PanNuke Dataset Extension, Insights and Baselines
Jevgenij Gamper, Navid Alemi Koohbanani, Ksenija Benes, Simon Graham,, Mostafa Jahanifar, Syed Ali Khurram, Ayesha Azam, Katherine Hewitt, Nasir, Rajpoot

TL;DR
This paper extends the PanNuke dataset for nuclei segmentation and classification in pathology, providing insights into model performance and application to real-world clinical data.
Contribution
It introduces an expanded, high-quality dataset with diverse tissue types and offers analysis of model performance and practical application in computational pathology.
Findings
Models trained on PanNuke perform well on diverse tissue types.
The dataset enables better understanding of nuclei segmentation challenges.

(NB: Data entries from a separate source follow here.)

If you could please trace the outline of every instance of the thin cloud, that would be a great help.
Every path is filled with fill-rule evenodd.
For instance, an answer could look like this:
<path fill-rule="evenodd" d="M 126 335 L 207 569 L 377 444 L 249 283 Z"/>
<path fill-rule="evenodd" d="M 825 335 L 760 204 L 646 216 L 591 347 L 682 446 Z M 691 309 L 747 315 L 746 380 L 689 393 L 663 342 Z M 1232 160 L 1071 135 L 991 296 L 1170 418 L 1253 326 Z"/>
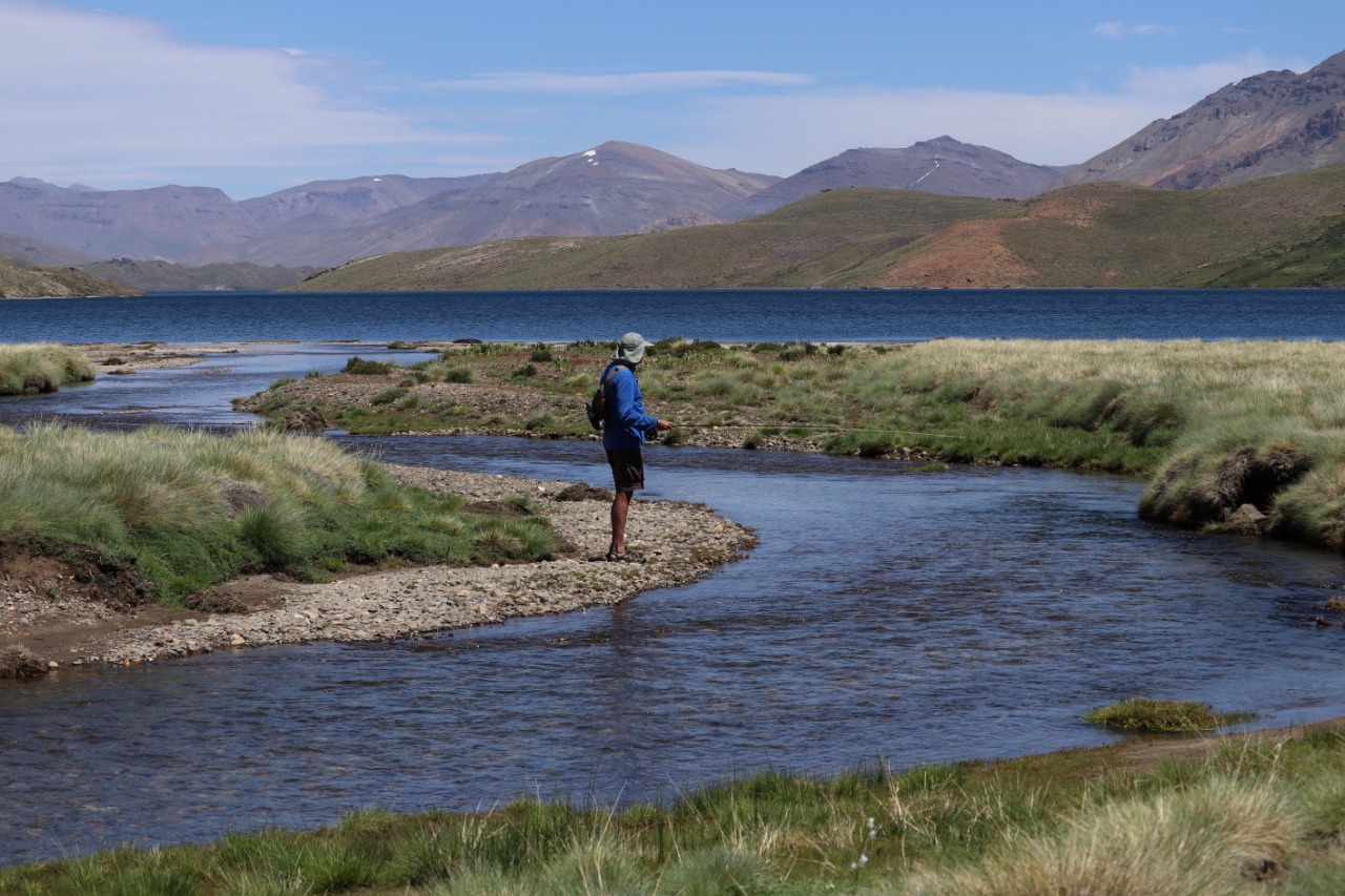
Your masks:
<path fill-rule="evenodd" d="M 1036 164 L 1073 164 L 1224 85 L 1274 67 L 1262 54 L 1189 67 L 1135 69 L 1116 93 L 810 90 L 702 102 L 683 132 L 713 135 L 671 152 L 701 164 L 790 175 L 859 147 L 948 135 Z"/>
<path fill-rule="evenodd" d="M 1177 34 L 1177 28 L 1169 26 L 1128 26 L 1122 22 L 1103 22 L 1093 26 L 1089 34 L 1102 38 L 1153 38 L 1157 35 Z"/>
<path fill-rule="evenodd" d="M 0 0 L 0 81 L 11 85 L 0 179 L 180 183 L 441 140 L 323 90 L 330 59 L 188 43 L 145 19 L 31 0 Z"/>
<path fill-rule="evenodd" d="M 564 93 L 631 96 L 718 90 L 724 87 L 802 87 L 814 79 L 784 71 L 635 71 L 628 74 L 557 74 L 549 71 L 502 71 L 459 81 L 436 81 L 438 90 L 484 93 Z"/>

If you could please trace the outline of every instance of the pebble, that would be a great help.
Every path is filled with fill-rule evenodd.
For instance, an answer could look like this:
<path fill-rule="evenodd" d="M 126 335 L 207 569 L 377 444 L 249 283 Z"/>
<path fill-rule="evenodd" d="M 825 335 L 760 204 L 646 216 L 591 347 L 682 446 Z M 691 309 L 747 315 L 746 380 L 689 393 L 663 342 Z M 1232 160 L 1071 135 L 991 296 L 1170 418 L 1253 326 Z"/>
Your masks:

Recommendations for improving deep learning tools in clinical pathology.
Abstract
The emerging area of computational pathology (CPath) is ripe ground for the application of deep learning (DL) methods to healthcare due to the sheer volume of raw pixel data in whole-slide images (WSIs) of cancerous tissue slides. However, it is imperative for the DL algorithms relying on nuclei-level details to be able to cope with data from `the clinical wild', which tends to be quite challenging. We study, and extend recently released PanNuke dataset consisting of ~200,000 nuclei categorized into 5 clinically important classes for the challenging tasks of segmenting and classifying nuclei in WSIs. Previous pan-cancer datasets consisted of only up to 9 different tissues and up to 21,000 unlabeled nuclei and just over 24,000 labeled nuclei with segmentation masks. PanNuke consists of 19 different tissue types that have been semi-automatically annotated and quality controlled by…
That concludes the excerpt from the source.